Prampolini il 17 settembre 1922 scrive su La Giustizia settimanale: “Basta con l’equivoco! Nessuno deve essere tratto in inganno. I compagni e le organizzazioni nostre, se intendono passare dal socialismo al bolscevismo, devono farlo di loro spontanea volontà, sapendo bene quel che fanno, e non già esservi trascinate inconsciamente e loro malgrado mediante la trappola del massimalismo”.

Nonostante tutto questo, il XIX Congresso nazionale di Roma del 1-3 ottobre delibera l’espulsione dei riformisti, che danno vita al Partito socialista unitario, con segretario Giacomo Matteotti.
Gli ultimi anni de La Giustizia settimanale, cesserà le pubblicazioni il 30 ottobre 1925, sono molto difficili a causa delle continue censure, dei sequestri nelle edicole e negli uffici postali.

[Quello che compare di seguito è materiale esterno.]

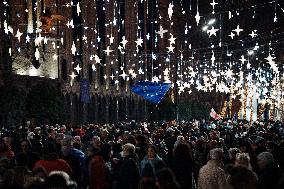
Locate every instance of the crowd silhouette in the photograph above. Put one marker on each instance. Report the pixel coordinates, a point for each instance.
(221, 154)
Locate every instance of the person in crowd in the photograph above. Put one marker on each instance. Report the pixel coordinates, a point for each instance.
(99, 173)
(147, 184)
(153, 159)
(16, 178)
(51, 160)
(59, 179)
(183, 165)
(5, 150)
(241, 177)
(74, 157)
(232, 155)
(127, 171)
(245, 146)
(166, 179)
(269, 172)
(26, 150)
(212, 175)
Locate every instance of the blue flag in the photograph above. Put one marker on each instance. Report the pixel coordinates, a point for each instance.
(84, 91)
(151, 91)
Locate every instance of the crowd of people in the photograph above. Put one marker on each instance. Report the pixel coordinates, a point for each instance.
(166, 155)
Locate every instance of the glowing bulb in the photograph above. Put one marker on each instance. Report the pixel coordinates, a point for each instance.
(205, 28)
(250, 52)
(212, 21)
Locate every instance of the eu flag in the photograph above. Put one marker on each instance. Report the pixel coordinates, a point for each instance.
(151, 91)
(84, 90)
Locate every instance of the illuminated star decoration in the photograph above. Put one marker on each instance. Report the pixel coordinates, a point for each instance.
(37, 55)
(172, 39)
(238, 30)
(123, 42)
(93, 67)
(73, 49)
(243, 59)
(78, 68)
(253, 34)
(111, 39)
(213, 5)
(108, 51)
(123, 75)
(197, 17)
(73, 75)
(18, 35)
(271, 62)
(162, 32)
(78, 9)
(212, 31)
(139, 42)
(232, 35)
(170, 11)
(170, 49)
(213, 57)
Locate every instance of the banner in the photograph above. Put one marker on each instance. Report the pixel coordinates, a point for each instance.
(151, 91)
(84, 91)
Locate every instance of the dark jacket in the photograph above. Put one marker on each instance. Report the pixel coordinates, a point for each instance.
(127, 173)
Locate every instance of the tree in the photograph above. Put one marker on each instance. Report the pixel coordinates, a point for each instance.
(12, 105)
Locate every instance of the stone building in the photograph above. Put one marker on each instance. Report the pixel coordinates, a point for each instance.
(53, 38)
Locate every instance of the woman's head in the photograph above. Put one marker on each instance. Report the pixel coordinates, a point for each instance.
(151, 152)
(25, 145)
(242, 159)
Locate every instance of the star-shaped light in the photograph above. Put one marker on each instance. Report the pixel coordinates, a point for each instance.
(123, 42)
(172, 40)
(181, 89)
(123, 75)
(38, 40)
(37, 55)
(229, 73)
(232, 35)
(197, 17)
(140, 71)
(73, 75)
(55, 56)
(139, 42)
(73, 49)
(78, 68)
(108, 50)
(18, 35)
(112, 76)
(28, 38)
(93, 67)
(212, 31)
(170, 49)
(243, 59)
(213, 58)
(78, 9)
(162, 31)
(97, 59)
(133, 75)
(253, 34)
(155, 79)
(148, 36)
(238, 30)
(270, 59)
(170, 10)
(111, 39)
(213, 4)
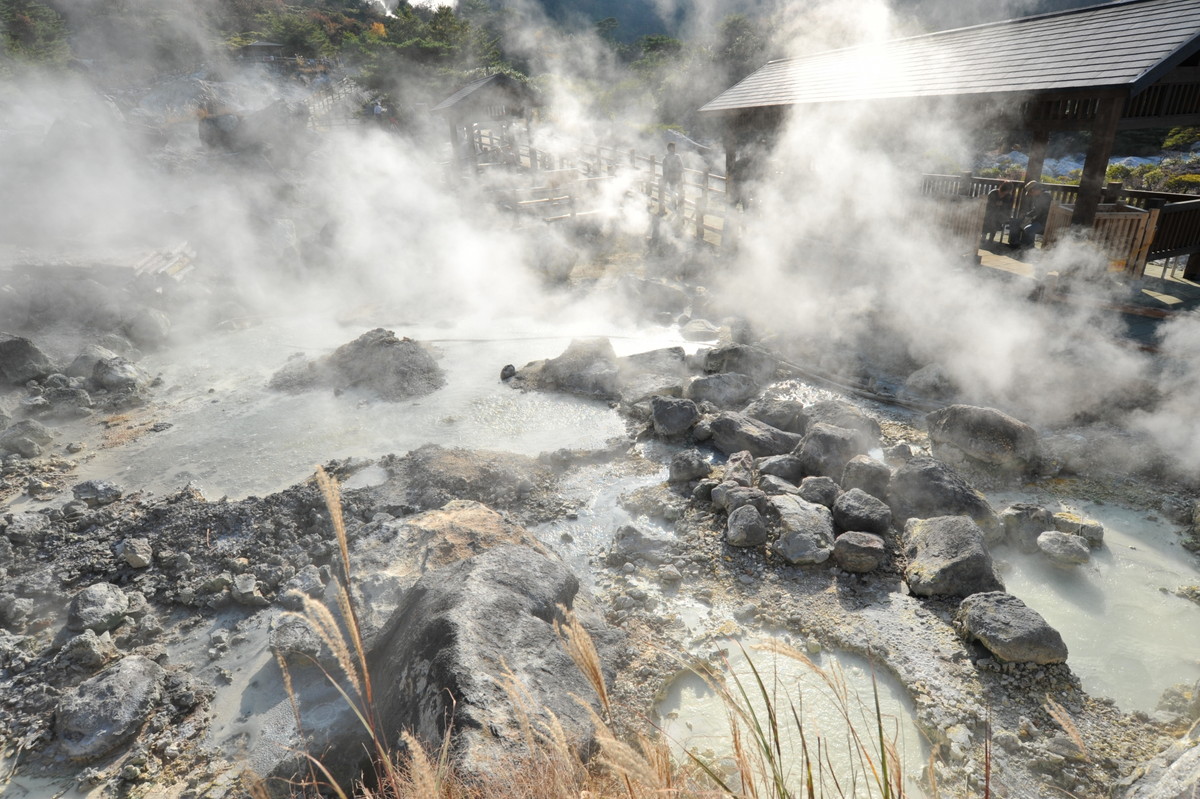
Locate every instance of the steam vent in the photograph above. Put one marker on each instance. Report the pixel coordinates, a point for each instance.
(544, 400)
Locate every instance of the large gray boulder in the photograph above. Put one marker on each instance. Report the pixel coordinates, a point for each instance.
(21, 360)
(672, 416)
(947, 557)
(867, 473)
(399, 368)
(745, 527)
(805, 530)
(859, 552)
(857, 510)
(966, 433)
(826, 450)
(724, 390)
(119, 374)
(1009, 629)
(787, 415)
(461, 631)
(107, 710)
(839, 413)
(786, 467)
(822, 491)
(733, 433)
(1063, 548)
(925, 487)
(100, 607)
(756, 364)
(688, 464)
(1021, 524)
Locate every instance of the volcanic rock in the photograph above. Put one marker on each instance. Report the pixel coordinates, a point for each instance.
(733, 432)
(924, 487)
(805, 534)
(822, 491)
(858, 552)
(984, 434)
(1009, 629)
(108, 709)
(756, 364)
(1063, 548)
(1023, 523)
(100, 607)
(688, 464)
(787, 415)
(745, 527)
(1067, 522)
(839, 413)
(947, 557)
(377, 362)
(462, 632)
(630, 542)
(786, 467)
(857, 510)
(724, 390)
(672, 416)
(21, 360)
(826, 450)
(25, 527)
(97, 492)
(119, 374)
(867, 473)
(148, 328)
(84, 365)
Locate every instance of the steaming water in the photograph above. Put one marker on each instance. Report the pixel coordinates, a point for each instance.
(233, 437)
(1129, 637)
(695, 718)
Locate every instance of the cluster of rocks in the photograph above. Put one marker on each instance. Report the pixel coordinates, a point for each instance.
(377, 362)
(97, 379)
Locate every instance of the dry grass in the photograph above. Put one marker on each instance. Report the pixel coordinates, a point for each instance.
(551, 766)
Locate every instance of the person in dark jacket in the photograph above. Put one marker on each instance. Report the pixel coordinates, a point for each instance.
(1035, 211)
(999, 212)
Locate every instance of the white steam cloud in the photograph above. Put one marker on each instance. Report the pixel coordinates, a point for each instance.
(837, 260)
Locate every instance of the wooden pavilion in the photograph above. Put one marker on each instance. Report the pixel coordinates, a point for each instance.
(493, 98)
(1132, 64)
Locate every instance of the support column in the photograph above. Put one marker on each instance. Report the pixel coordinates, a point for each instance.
(1096, 162)
(1037, 155)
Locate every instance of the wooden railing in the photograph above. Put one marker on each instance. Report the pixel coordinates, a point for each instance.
(1176, 233)
(703, 200)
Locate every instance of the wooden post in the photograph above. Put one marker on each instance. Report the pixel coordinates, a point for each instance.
(1037, 155)
(966, 182)
(655, 185)
(1096, 162)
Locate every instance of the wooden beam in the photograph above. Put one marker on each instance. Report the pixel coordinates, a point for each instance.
(1096, 162)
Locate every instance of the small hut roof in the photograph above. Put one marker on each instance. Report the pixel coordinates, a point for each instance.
(1127, 44)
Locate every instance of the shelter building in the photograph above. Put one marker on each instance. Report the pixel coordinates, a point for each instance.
(1132, 64)
(496, 98)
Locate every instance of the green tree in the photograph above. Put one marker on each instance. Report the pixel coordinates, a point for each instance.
(31, 32)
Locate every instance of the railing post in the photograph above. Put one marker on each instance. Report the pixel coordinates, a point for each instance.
(657, 186)
(966, 182)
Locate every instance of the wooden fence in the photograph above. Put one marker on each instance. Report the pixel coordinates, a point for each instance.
(1175, 233)
(565, 182)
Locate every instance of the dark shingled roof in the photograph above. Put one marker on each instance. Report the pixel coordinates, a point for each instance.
(498, 82)
(1126, 44)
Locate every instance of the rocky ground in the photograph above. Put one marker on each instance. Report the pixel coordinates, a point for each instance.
(142, 637)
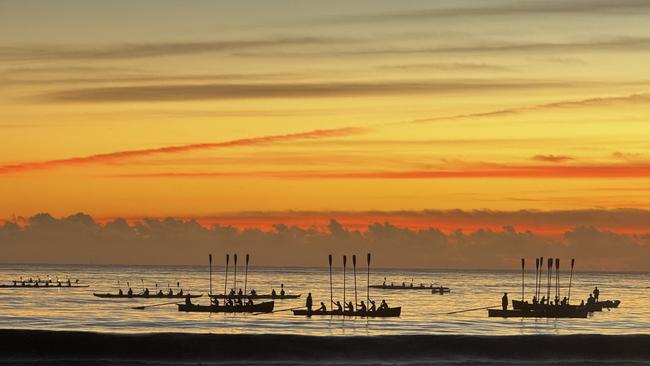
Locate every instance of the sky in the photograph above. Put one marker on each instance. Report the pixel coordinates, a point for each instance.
(420, 113)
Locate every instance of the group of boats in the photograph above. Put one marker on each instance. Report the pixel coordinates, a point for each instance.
(547, 307)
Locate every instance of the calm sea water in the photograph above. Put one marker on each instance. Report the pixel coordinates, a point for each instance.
(422, 312)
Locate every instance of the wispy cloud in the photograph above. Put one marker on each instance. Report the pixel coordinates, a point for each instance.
(149, 93)
(129, 154)
(145, 50)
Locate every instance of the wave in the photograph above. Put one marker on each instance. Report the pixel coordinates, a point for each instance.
(54, 346)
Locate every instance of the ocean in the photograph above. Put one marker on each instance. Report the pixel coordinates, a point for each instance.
(425, 319)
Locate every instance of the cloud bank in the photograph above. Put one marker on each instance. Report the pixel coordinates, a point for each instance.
(80, 239)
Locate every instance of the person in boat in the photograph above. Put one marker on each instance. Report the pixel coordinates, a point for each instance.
(309, 302)
(362, 307)
(322, 307)
(383, 305)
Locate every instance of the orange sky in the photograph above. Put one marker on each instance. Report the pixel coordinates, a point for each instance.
(218, 109)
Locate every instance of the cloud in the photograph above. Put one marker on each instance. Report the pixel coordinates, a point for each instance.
(145, 50)
(552, 158)
(80, 239)
(129, 154)
(151, 93)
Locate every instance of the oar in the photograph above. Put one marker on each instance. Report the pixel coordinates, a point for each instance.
(150, 306)
(345, 261)
(354, 268)
(210, 261)
(331, 291)
(225, 283)
(573, 261)
(277, 311)
(523, 261)
(368, 288)
(246, 274)
(474, 309)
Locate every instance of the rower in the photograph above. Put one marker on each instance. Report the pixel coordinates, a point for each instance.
(372, 306)
(309, 302)
(339, 308)
(362, 307)
(383, 305)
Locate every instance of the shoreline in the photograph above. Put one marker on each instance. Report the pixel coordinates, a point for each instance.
(44, 346)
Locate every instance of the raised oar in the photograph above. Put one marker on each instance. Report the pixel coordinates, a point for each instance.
(150, 306)
(354, 268)
(473, 309)
(225, 284)
(246, 273)
(235, 280)
(573, 261)
(345, 261)
(210, 261)
(368, 288)
(331, 291)
(523, 261)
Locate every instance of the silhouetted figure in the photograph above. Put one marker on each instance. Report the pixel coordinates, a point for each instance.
(322, 307)
(362, 307)
(309, 302)
(383, 305)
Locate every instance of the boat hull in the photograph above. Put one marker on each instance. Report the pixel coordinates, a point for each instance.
(264, 307)
(141, 296)
(260, 297)
(547, 313)
(385, 313)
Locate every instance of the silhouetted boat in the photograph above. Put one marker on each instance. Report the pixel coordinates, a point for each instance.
(43, 286)
(257, 296)
(380, 313)
(434, 289)
(143, 296)
(263, 307)
(548, 312)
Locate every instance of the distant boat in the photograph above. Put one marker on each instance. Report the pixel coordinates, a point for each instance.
(263, 307)
(143, 296)
(256, 296)
(379, 313)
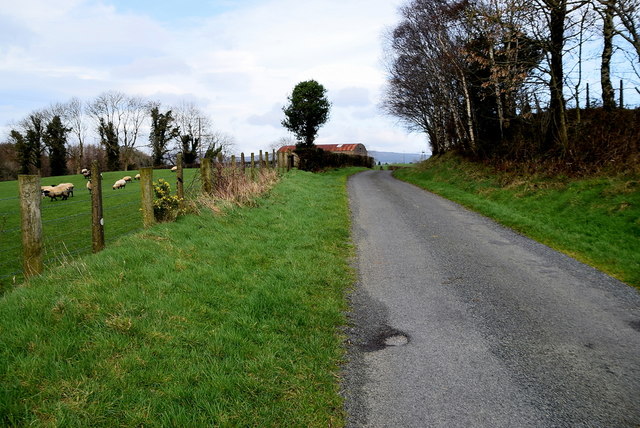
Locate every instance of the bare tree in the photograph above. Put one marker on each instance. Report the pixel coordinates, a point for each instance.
(126, 113)
(606, 10)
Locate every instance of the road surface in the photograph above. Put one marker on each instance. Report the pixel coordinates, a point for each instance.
(459, 322)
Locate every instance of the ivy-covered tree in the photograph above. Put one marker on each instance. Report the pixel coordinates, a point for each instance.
(55, 138)
(109, 140)
(162, 131)
(189, 144)
(307, 111)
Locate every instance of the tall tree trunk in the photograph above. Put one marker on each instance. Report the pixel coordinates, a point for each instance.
(608, 99)
(557, 135)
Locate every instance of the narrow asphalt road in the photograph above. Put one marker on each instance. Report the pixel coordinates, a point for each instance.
(459, 322)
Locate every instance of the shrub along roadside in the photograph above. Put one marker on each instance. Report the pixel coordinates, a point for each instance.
(594, 219)
(211, 320)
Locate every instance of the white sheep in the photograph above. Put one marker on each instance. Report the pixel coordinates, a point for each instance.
(43, 189)
(119, 184)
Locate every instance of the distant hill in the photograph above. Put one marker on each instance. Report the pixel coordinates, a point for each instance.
(391, 157)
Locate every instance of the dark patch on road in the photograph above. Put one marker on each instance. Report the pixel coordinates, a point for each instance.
(386, 336)
(635, 325)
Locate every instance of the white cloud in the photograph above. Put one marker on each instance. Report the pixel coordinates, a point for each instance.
(238, 65)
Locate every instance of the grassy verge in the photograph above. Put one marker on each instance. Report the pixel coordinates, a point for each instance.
(596, 220)
(210, 321)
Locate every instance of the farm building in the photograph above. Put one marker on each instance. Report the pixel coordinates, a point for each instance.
(347, 149)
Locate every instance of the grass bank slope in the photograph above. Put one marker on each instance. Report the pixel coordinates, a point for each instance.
(596, 219)
(210, 321)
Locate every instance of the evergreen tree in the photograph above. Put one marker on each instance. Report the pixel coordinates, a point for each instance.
(307, 111)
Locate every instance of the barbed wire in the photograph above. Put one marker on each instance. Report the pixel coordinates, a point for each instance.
(8, 199)
(59, 219)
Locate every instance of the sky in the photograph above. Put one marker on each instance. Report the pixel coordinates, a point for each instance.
(237, 60)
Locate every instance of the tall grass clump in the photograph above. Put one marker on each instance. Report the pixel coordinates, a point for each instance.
(595, 219)
(212, 320)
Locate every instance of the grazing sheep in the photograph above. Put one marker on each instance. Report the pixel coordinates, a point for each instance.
(119, 184)
(45, 188)
(68, 186)
(55, 192)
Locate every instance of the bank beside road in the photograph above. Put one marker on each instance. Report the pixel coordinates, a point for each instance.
(593, 219)
(458, 321)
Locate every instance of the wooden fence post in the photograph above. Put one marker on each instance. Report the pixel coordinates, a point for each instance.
(179, 178)
(146, 193)
(31, 224)
(97, 219)
(205, 175)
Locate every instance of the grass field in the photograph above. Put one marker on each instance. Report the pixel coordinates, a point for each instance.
(67, 224)
(596, 220)
(228, 320)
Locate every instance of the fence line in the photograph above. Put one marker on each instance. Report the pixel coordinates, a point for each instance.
(120, 218)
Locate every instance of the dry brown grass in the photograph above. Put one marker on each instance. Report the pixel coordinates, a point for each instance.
(235, 187)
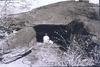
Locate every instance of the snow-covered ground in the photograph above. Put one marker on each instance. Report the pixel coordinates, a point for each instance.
(18, 6)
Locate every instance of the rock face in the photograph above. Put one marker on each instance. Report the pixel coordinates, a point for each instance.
(22, 38)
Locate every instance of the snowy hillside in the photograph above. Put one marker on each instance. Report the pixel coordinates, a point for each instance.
(18, 6)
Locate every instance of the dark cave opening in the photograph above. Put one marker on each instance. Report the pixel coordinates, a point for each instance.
(49, 29)
(63, 35)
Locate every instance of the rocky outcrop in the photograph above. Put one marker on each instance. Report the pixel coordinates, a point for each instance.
(25, 37)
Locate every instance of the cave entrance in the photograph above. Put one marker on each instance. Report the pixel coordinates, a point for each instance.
(49, 29)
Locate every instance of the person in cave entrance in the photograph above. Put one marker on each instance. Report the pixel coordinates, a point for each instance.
(46, 39)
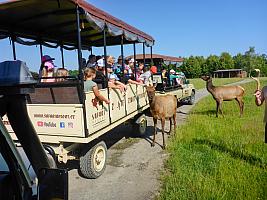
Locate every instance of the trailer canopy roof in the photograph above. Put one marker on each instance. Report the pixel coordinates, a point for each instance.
(157, 56)
(55, 21)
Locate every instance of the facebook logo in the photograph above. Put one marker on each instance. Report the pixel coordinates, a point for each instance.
(62, 125)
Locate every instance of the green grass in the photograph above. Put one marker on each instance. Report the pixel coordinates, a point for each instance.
(218, 158)
(199, 83)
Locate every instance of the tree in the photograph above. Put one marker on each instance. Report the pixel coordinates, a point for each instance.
(226, 61)
(213, 63)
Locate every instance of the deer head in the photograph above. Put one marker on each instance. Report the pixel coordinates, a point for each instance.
(206, 78)
(150, 92)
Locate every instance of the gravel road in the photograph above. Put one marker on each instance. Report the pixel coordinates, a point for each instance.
(133, 168)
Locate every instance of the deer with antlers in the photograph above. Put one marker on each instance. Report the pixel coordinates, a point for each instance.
(225, 93)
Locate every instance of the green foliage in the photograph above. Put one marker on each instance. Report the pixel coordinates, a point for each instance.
(194, 66)
(35, 75)
(199, 83)
(218, 158)
(73, 72)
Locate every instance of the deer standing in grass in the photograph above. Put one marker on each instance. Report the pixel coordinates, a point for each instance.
(162, 107)
(225, 93)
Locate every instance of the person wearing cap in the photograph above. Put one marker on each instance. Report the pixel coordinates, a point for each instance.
(146, 76)
(91, 61)
(100, 73)
(153, 69)
(173, 77)
(47, 69)
(115, 84)
(90, 85)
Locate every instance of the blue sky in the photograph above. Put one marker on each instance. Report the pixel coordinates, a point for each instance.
(180, 28)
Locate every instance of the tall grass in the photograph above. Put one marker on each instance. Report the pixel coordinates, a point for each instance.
(199, 83)
(218, 158)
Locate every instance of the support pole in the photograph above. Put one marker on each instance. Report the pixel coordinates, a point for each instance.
(144, 54)
(151, 56)
(79, 44)
(106, 64)
(135, 76)
(122, 55)
(62, 56)
(41, 51)
(14, 48)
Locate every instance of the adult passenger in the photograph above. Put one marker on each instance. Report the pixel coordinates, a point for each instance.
(91, 61)
(90, 85)
(146, 76)
(260, 97)
(47, 69)
(61, 72)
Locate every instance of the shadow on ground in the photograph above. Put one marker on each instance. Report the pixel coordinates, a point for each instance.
(246, 157)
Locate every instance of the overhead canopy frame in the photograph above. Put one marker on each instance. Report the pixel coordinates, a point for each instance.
(54, 21)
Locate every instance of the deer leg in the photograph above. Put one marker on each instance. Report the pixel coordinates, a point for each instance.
(170, 125)
(174, 121)
(155, 132)
(241, 105)
(217, 108)
(162, 125)
(220, 108)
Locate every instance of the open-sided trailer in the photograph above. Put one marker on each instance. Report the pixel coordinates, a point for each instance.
(65, 117)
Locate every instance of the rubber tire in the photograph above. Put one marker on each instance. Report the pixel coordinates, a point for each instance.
(87, 168)
(140, 128)
(192, 98)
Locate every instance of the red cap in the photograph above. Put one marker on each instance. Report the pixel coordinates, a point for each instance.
(154, 69)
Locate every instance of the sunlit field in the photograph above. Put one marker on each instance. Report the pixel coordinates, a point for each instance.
(218, 158)
(199, 83)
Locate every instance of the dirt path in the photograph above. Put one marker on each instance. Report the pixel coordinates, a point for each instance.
(133, 168)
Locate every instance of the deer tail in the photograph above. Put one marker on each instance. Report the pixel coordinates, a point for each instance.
(258, 82)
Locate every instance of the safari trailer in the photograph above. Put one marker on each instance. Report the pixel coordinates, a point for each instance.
(67, 119)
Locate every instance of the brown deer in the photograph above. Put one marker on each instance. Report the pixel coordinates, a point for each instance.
(162, 107)
(225, 93)
(257, 81)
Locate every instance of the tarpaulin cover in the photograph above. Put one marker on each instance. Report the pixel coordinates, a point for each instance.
(55, 21)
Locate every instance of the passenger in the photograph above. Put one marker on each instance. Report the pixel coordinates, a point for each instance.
(100, 73)
(118, 68)
(90, 85)
(111, 60)
(131, 69)
(153, 69)
(47, 69)
(61, 72)
(91, 61)
(173, 77)
(139, 71)
(146, 76)
(115, 84)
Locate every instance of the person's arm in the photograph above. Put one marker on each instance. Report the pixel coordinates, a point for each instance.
(259, 97)
(135, 82)
(99, 96)
(120, 83)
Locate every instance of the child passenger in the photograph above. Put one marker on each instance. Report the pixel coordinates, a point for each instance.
(47, 69)
(90, 85)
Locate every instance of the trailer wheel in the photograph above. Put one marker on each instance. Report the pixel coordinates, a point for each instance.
(191, 100)
(93, 163)
(140, 127)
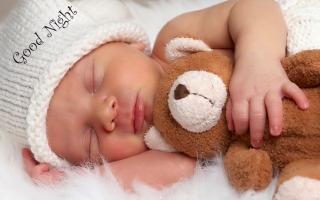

Anche in quel periodo Prampolini e compagni continuano a scrivere articoli molto critici verso l’esperienza dei soviet e la dittatura del proletariato.
Il fascismo, però, è a questo punto già uscito indenne dalle reazioni al delitto Matteotti e sta preparando le leggi eccezionali.

Prampolini, il 24 giugno, consapevole del triste momento, aveva già scritto a Simonini una lettera di questo tenore: “Nel mio pensiero il metodo legalitario ebbe sempre per presupposto l’esistenza della legalità, vale a dire la possibilità di diffondere e fare trionfare un’idea mediante la propaganda, l’associazione e il suffragio universale. Dove questa possibilità manchi, le vie della legalità (della sovranità popolare) sono chiuse e le aspirazioni alle quali è negata le aspirazioni alle quali è negata la libertà di vivere ed espandersi vanno fatalmente a sboccare nelle vie dell’azione rivoltosa”.

La lettera inviata a Simonini sarà pubblicata dopo la liberazione, il 13 maggio 1945, dalla risorta Giustizia domenicale.
Quelle amare considerazioni erano nate dalla consapevolezza che ormai era inutile cercare di fermare il fascismo con la sola forza dei valori di democrazia, libertà e di eguaglianza. Ciò, a suo parere, valeva per tutti i regimi totalitari e dispotici, quindi anche per quello instaurato in Russia dai bolscevichi.
Tali riflessioni saranno poi riprese e fatte proprie da Giustizia e Libertà dei fratelli Rosselli, dal Partito d’Azione e, nella lotta partigiana, dalle formazioni delle Fiamme Verdi.